According to the most reliable discography I could find, Dexter Gordon recorded his first session as a leader in 1945. He recorded as a leader over the next ten years for Savoy, Spotlight, and Dial, in addition to appearing as a sideman on countless other records. Daddy Plays the Horn, recorded in Hollywood in 1955, seems to have been his only Bethlehem release.
Gordon’s quartet for the session included two West Coast stalwarts: bassist Leroy Vinnegar and drummer Lawrence Marable. Pianist Kenny Drew was living on the West Coast at the time of this meeting with Gordon, but would soon return to New York for a few years before moving to Europe in 1963. While Daddy Plays the Horn is not a prominent title in Gordon’s discography, it’s an example of the distinctive style he would bring to full flower during his Blue Note years, beginning in the early ’60s.
The bluesy title track brings the band out in force, with Gordon showing a bit of Lester Young’s influence but with his own distinctive feel for time. He liked to play just behind the beat, which felt relaxed or laid-back, but there was always a fire burning underneath. He interjected quick bursts of notes for emphasis and variety, and developed his ideas with cool precision. Drew’s solo is an enticing blend of blues and swing, full of bravado and melody. His chords lay down a firm harmonic foundation for Gordon, and his quick thinking feeds the leader’s improvisations.
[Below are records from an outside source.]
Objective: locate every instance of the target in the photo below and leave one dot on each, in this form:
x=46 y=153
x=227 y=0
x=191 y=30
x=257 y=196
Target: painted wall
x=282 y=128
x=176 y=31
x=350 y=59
The group’s take on Charlie Parker’s “Confirmation” has a different kind of energy from the original because Gordon, though clearly influenced by Bird, smears notes and takes the tune at a more relaxed pace. Drew again livens things up with an energetic solo, while Vinnegar and Marable take good advantage of their solo shots. Two ballads, “Darn that Dream” and “Autumn in New York,” show Gordon’s versatility. He was as sensitive with ballads as Ben Webster, and as respectful of the writer’s intentions -- he recited the lyrics to himself before he played.
Gordon and Drew worked together again many times, but he played with Vinnegar and Marable on only a handful of other sessions. Whether on ballads or on the fast, exciting closer, “You Can Depend on Me,” they swing hard, and their interplay makes one wish they’d done more together. Marable and Vinnegar are a tight unit, and Drew’s playing is a constant delight -- fast, agile, and full of surprises.
The sound on Daddy Plays the Horn is a little flat, but entirely listenable and atmospheric. The instruments register clearly, but in contrast to the Chris Connor EP the recording is less immediate. My guess is that both Daddy Plays the Horn and Lullabys for Lovers were remastered from digital files, but at 24-bit/96kHz. They don’t sound edgy or digitally harsh, but I found that the tracks on my copy of Connor’s Sings Lullabys of Birdland sounded warmer overall than the same tracks on the new EP.
Once again, I’m guessing, but the pressings have the slightly jagged outer edge typical of Rainbo Records, a pressing plant in California. I’ve generally been pleased with their work, and these records are quiet and very well made.
Bethlehem’s vinyl reissues for the next few months include titles by Donald Byrd and Pepper Adams, Zoot Sims, and Johnny Hartman. I hope we’ll also soon see LP reissues by Charlie Mariano, Sal Salvador, and many of the other musicians the label recorded. These first offerings bode well for the series.